O Brasil já era independente. No mesmo dia, no Teatro de São Paulo, à noite, D. Pedro era aclamado primeiro Rei do Brasil pelo Cônego Ildefonso Xavier Ferreira, curitibano. Mais tarde, em 1° de dezembro de 1822, era coroado Imperador do Brasil. Mas, para essa Independência ser consolidada, faltariam ainda muitos sacrifícios e heroísmos, faltava a vitória militar na guerra que se deu nas províncias da Bahia, Pará, Maranhão e até pela então Cisplatina. Salvador continuava sob o cerco iniciado em fevereiro do mesmo ano, em mãos dos inimigos liderados pelo arrogante Coronel português Madeira de Melo, que lá cometeram barbaridades registradas pela história, saqueando a cidade, sem poupar nem as igrejas, como ocorreu no Convento da Lapa, onde soldados portugueses arrasaram os altares e martirizaram a Soror Joana Angélica, que interveio pela vida e dignidade das outras freiras. [14] Grande parte dos habitantes havia abandonado a cidade.

Maria Quitéria

Esse teatro da guerra seria palco de muito heroísmo. O grosso das tropas era formado por voluntários, trabalhadores do sertão e do mar espalhados por vários Batalhões que ficariam imortalizados: Batalhão dos Periquitos (apelidados assim pelo seu uniforme colorido), dos Encourados de Pedrão (composto de vaqueiros reunidos pelo Frei Brayner), Libertos, Henrique Dias, dos Índios, Belonas, Mavortes, Montabrechas, Cavaleiros do Pirajá, Legião da Bahia, entre outros. Era uma união voluntária e espontânea de todas as raças e classes em defesa da dignidade nacional. Faltavam a eles o armamento e treinamento das tropas portuguesas, mas tinham total superioridade de bravura e heroísmo. E usando do mesmo tipo de guerra com que na década de 1620 os baianos liderados por Matias de Albuquerque haviam expulsado os holandeses na apelidada por eles de Guerra Brasílica, foram pouco a pouco vencendo a resistência portuguesa. [15] Entre essas tropas estava a grande heroína Maria Quitéria de Jesus, que com enorme sentimento patriótico fugiu de casa e, vestida como homem, assentou praça, lutando bravamente em vários combates, sendo mais tarde condecorada com a Imperial Ordem do Cruzeiro e ganhando soldo de Alferes, pelo próprio Imperador D. Pedro I. [16] Em 8 de novembro, os patriotas comandados pelo General Labatut e pelo Tenente-Coronel José de Barros Lacerda venciam decisivamente os portugueses na Batalha do Pirajá, posição muito estratégica para o abastecimento de Salvador e ponto chave para o Exército Patriota naquela campanha, onde imortalizou-se o Corneteiro Lopez desobedecendo e tocando por sua iniciativa “Cavalaria, Avançar!”, que aos ouvidos portugueses chegou como um “Cavalaria, Degolar!”, fazendo com que recuassem desesperados à derrota.

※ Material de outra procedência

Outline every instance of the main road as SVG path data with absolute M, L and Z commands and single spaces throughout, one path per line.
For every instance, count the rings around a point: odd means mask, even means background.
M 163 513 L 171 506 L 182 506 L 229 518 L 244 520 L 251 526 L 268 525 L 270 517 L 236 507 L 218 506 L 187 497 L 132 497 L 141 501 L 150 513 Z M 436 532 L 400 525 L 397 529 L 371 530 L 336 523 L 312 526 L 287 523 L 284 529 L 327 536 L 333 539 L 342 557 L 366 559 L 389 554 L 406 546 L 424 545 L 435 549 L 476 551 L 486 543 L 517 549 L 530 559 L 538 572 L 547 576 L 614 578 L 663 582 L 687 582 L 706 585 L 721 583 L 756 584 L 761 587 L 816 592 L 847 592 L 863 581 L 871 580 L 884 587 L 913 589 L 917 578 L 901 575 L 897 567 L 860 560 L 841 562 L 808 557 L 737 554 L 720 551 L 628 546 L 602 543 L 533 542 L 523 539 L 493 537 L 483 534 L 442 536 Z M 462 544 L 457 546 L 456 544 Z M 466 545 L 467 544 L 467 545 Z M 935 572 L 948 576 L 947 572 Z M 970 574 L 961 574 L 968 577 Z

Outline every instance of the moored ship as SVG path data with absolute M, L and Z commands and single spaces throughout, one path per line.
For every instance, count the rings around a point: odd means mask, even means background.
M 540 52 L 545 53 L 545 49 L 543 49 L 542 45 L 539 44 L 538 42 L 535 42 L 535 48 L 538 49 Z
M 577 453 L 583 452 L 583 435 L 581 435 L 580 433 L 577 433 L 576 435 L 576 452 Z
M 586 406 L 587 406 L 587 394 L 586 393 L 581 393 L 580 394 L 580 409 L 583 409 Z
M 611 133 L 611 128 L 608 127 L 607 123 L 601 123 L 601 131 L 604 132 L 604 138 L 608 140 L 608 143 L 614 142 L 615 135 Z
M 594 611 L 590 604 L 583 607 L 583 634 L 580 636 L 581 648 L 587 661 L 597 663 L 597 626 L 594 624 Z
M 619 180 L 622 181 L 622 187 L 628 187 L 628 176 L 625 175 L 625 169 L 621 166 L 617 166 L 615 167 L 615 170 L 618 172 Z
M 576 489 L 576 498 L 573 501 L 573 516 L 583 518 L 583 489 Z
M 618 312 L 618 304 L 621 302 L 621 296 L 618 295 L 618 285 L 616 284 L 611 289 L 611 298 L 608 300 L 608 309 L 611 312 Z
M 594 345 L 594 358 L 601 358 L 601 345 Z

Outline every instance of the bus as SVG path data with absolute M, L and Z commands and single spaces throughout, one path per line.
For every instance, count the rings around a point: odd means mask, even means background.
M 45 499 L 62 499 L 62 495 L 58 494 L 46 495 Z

Os suprimentos inimigos a partir daí se resumiram a ser recebidos pelo mar. Lisboa enviou reforços de mais de 2.500 homens, mas à Baía se antecipava a Esquadra Naval Brasileira, comandada pelo grande Almirante Cochrane, que em uma série de combates destruiu os navios portugueses. Aí o futuro Almirante Tamandaré, Patrono da Marinha, tinha seu batismo de fogo, e o Tenente João das Botas faria esplêndidas façanhas navais. Salvador estava sob cerco total e a vitória era questão de tempo. A cidade despovoada perecia pela fome, os soldados portugueses estavam com a moral totalmente abalada, hostilizados constantemente pelos próprios habitantes e pelo Exército Patriota que, agora comandado pelo General José de Lima e Silva, somava em torno de 11 mil homens. Finalmente, em 2 de junho de 1823, os portugueses decidem pela retirada. A capital da Bahia é liberta dos invasores, que ainda foram perseguidos pela Esquadra de Cochrane até a foz do Tejo. O Exército Patriota, tendo à frente o General José de Lima e Silva e junto o futuro Duque de Caxias e Patrono do Exército, Luís Alves de Lima de Silva, marchava triunfalmente em Salvador. [17]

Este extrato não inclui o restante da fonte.